Like to learn any functional programming language but having hard time choosing one, Looking for a language which is easier to grasp the fundamentals of functional programming.
======
smt88
I actually think that, compared to OOP, FP has a lot more theory and the
language matters less because the language constructs are simpler. I could see
someone saying "don't learn OOP by writing JavaScript", but for FP, there are
many languages that'll work for you.

Scala is probably a great target language, but I haven't seen tutorials for
Scala for beginners. It's a (relatively) complicated language, and its
adoption seems to be concentrated among people who are already experienced
developers.

All that said, I'd suggest Haskell. It's purely functional, and it actually
forces certain functional practices (e.g. immutable identifiers).

I can't honestly tell you a good place to start because I don't know how much
formal CS education you have, but see if this is your speed:
[http://learnyouahaskell.com](http://learnyouahaskell.com)
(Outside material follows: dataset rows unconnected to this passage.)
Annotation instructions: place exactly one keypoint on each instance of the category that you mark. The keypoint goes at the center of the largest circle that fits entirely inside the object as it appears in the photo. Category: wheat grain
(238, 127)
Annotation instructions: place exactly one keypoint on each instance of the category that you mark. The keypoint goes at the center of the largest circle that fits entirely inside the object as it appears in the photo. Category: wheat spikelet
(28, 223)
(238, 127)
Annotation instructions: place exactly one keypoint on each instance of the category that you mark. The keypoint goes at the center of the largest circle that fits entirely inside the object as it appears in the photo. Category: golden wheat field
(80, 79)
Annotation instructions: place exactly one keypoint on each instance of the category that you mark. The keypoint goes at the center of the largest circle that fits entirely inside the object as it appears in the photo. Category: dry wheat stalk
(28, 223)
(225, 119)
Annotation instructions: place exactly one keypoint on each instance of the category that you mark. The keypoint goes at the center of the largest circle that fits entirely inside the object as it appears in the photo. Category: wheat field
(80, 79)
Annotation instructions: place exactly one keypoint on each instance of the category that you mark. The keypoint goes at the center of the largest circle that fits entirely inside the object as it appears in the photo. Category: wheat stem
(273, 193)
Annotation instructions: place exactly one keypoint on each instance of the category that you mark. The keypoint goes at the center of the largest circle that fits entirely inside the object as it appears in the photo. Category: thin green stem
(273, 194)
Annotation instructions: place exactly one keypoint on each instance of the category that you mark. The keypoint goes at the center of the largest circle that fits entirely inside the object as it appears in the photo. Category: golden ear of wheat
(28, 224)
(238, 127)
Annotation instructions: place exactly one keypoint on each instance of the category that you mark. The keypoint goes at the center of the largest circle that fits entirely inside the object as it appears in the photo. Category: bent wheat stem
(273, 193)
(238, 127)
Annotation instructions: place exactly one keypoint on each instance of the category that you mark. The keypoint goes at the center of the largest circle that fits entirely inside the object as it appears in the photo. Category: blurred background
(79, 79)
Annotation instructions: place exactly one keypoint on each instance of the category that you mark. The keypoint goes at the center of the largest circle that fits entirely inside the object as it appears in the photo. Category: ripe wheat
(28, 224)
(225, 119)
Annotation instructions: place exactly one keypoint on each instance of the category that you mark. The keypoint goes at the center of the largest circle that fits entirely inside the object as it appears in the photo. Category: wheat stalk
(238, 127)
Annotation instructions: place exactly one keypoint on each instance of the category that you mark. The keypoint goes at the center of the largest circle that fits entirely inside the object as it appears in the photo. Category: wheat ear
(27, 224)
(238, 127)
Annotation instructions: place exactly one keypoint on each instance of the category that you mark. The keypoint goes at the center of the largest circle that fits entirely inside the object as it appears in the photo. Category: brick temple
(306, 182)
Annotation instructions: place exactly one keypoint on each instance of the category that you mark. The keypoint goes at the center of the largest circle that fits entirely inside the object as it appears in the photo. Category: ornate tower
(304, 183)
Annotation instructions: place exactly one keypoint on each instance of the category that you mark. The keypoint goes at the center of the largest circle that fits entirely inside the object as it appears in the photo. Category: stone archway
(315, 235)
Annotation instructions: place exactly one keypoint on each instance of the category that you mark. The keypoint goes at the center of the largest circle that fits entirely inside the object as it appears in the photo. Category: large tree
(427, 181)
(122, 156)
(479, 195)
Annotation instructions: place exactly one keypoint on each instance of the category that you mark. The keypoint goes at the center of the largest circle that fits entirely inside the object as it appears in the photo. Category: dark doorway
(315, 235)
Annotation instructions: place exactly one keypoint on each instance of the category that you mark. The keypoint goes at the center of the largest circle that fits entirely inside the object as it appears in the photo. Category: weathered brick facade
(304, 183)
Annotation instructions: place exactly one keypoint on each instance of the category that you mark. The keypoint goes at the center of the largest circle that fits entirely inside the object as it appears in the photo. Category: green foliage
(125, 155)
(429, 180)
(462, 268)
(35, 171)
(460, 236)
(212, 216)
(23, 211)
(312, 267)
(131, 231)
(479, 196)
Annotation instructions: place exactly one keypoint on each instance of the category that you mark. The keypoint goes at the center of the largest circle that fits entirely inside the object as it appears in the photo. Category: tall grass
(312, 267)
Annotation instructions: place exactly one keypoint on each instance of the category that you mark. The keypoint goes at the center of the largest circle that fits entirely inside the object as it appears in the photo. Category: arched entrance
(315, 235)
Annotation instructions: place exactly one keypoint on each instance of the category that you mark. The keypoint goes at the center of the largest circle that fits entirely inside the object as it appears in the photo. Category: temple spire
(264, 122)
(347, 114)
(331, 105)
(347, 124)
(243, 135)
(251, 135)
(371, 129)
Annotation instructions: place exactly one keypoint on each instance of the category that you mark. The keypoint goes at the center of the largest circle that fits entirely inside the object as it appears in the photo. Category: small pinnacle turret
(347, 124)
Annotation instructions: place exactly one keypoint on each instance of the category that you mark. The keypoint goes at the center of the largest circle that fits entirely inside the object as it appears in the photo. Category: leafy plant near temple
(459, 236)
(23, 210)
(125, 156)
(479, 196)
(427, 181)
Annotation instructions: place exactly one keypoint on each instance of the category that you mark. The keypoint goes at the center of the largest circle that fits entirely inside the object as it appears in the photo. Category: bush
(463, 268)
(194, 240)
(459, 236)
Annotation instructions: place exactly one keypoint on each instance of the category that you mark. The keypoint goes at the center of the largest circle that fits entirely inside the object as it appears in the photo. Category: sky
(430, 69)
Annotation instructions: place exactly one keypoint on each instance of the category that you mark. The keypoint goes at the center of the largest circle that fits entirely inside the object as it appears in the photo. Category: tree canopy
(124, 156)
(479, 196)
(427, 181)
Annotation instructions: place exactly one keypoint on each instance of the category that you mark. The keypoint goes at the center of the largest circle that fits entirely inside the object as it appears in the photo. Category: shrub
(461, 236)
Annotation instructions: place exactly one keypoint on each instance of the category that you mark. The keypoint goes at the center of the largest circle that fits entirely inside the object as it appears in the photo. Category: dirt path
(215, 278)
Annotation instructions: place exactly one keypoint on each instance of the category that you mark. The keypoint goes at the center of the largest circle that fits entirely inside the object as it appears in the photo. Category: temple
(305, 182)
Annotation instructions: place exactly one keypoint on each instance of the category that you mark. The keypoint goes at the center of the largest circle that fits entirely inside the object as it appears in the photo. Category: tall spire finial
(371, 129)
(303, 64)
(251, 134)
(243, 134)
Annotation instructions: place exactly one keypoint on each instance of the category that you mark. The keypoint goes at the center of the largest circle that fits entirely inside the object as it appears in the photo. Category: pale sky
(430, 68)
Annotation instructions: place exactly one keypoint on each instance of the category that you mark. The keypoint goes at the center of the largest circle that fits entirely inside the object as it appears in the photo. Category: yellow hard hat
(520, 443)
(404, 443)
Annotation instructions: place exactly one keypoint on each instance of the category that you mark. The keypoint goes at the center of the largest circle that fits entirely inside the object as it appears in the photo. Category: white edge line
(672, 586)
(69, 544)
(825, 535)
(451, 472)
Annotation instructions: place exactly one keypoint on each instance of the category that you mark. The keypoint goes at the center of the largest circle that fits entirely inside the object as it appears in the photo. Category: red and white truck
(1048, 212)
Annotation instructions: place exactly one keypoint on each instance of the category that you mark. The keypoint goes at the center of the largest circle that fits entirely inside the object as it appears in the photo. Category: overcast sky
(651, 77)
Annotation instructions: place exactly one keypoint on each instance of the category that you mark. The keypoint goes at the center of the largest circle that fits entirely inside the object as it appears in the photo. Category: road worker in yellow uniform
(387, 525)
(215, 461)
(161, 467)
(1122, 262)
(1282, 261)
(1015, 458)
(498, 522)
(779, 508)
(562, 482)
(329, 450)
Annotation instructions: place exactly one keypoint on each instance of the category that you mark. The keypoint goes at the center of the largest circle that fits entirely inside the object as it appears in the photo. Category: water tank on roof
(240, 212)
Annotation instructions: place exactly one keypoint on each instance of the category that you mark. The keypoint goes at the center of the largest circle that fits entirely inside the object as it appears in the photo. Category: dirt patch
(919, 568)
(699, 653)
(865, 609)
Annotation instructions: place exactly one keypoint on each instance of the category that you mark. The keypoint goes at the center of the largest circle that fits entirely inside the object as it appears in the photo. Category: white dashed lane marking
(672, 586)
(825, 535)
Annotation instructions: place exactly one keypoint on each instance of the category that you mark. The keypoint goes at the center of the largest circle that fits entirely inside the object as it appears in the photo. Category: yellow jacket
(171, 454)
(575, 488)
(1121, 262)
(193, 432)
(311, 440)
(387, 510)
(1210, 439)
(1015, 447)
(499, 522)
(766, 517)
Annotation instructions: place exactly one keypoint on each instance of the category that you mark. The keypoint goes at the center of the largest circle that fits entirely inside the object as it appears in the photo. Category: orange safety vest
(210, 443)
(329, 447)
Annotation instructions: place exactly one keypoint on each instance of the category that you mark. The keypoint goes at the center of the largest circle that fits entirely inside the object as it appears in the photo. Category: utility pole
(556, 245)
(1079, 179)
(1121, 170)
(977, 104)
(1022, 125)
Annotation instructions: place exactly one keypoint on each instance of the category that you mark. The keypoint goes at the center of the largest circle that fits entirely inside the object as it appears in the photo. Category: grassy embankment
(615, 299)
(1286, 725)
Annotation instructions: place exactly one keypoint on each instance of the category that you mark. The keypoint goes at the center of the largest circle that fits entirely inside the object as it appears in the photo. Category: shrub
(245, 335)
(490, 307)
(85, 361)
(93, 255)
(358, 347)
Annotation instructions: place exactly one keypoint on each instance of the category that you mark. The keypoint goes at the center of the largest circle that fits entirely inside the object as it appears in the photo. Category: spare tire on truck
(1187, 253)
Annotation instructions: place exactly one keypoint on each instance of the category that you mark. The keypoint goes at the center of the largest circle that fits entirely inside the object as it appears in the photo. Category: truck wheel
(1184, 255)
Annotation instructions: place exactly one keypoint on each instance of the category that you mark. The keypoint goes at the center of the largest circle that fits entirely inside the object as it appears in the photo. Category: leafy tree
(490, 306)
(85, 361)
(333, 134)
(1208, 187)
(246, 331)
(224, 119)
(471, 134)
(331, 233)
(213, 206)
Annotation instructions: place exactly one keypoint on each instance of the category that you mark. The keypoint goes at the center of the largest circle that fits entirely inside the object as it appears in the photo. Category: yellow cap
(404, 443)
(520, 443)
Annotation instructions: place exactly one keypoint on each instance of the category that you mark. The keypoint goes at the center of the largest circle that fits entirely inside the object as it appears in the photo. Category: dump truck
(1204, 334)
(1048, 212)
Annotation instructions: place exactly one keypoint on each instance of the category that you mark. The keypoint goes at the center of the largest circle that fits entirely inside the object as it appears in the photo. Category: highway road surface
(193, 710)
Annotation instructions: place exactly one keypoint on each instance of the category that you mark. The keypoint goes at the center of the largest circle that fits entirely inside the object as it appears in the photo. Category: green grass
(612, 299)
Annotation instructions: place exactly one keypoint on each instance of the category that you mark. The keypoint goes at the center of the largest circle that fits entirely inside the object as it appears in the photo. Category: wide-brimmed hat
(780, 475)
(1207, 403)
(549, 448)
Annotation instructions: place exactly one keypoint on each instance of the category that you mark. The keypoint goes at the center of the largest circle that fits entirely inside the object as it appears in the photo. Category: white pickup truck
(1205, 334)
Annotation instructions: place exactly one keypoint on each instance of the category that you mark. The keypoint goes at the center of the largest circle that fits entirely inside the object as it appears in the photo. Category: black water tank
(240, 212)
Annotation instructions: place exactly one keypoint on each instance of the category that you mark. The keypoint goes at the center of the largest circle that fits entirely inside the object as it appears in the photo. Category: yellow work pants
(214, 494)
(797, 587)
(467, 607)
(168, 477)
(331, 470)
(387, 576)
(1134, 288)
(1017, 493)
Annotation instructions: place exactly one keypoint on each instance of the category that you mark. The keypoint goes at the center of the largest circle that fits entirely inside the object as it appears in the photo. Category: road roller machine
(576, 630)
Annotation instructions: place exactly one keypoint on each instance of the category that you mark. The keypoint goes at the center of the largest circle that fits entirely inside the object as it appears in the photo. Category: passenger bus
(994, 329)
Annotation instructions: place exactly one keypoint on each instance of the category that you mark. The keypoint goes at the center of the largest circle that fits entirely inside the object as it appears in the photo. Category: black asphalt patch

There's also Real World Haskell, a tree book that is now a free e-book:
[http://book.realworldhaskell.org/read/](http://book.realworldhaskell.org/read/)
(please excuse my rhymes).

------
darthVapor
I would say Scala if you have any background in java. Scala isn't strict so if
you're working on a time sensitive project you can still use OO to get the job
done in time. Other than that Common Lisp might be a good starting point.